児童数減少への対策|主幹教諭等専任加算「災害時地域支援」要件追加について

2026.03.27

児童数減少への対策|主幹教諭等専任加算「災害時地域支援」要件追加について

児童数減少への対策|主幹教諭等専任加算「災害時地域支援」要件追加について

重要・加算維持

株式会社幼保支援 法人運営支援サポート担当/大田黒です。

園児数の減少により、延長保育や乳児利用などの「実績」が条件となる加算の維持に不安を感じておられませんか?
こども家庭庁より、児童数に左右されず、園の体制整備によって加算を継続できる「災害時における地域支援(要件ⅵ)」の詳細が示されやがて1年がたちますが、活用されている園は少ない様に感じております。

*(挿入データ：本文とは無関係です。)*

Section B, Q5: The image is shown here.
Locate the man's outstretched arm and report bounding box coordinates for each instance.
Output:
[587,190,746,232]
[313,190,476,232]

そのため今回は、申請書類や運用上の注意点など、の情報を盛り込んで解説いたします。

【要検討】従来の要件(ⅰ~ⅴ)が危うい園は「ⅵ」への切り替えを
延長保育や一時預かり、障害児受入などの実績が基準を下回る可能性がある場合、この「災害時地域支援」体制を整えることで、確実に加算を維持することが可能です。
新要件「災害時における地域支援」の必須事項
● 体制整備の内容
災害時のマニュアル整備(役割分担・連絡体制・代替保育確保の連携など)および、エッセンシャルワーカー(医療・福祉・警察・消防・自治体等)への支援体制の構築。
● 継続の条件
原則月1回程度の研修・訓練の実施。※発災の有無に関わらず、この「備え」の活動自体が評価されます。
【FAQまとめ】運用と申請のポイント
Q. 申請には何を出せばいい?
「緊急時の対応マニュアル」および「原則月1回の研修・訓練を実施する旨が記載された計画資料(周知資料等)」の提出を想定しています。
Q. エッセンシャルワーカーの範囲は?
医療・福祉・警察・消防・自治体職員などが想定されますが、最終的には「地域の実情」に応じ、園の判断で適切に定義して差し支えありません。
Q. 研修を休止したら加算返還になる?
1回実施できなかったからといって直ちに返還とはなりません。ただし、「連続する複数月の未実施」や「虚偽報告」は、実態調査や翌年度の不認定の対象となるため、誠実な実施が求められます。
要件比較:なぜ「災害時支援」が安定的なのか
比較項目 従来の要件(ⅰ~ⅴ) 新設された要件(ⅵ)
取得の鍵 児童の在園・利用実績 園のマニュアルと研修計画
外部要因 少子化や転園の影響を受ける 園の努力でコントロール可能
事務負担 実績の集計・管理 月1回の研修記録の保管

もし貴園において、「最近、乳児の申し込みが減っている」「障害児の入所が途切れる可能性がある」といった不安がある場合は、早急に「ⅵ 災害時における地域支援」への切り替え、または併用を検討されることを強くお勧めします。

【サポート担当より】
本取り組みは、万が一の際の安全確保に直結するだけでなく、園の経営を安定させるための強力な武器になります。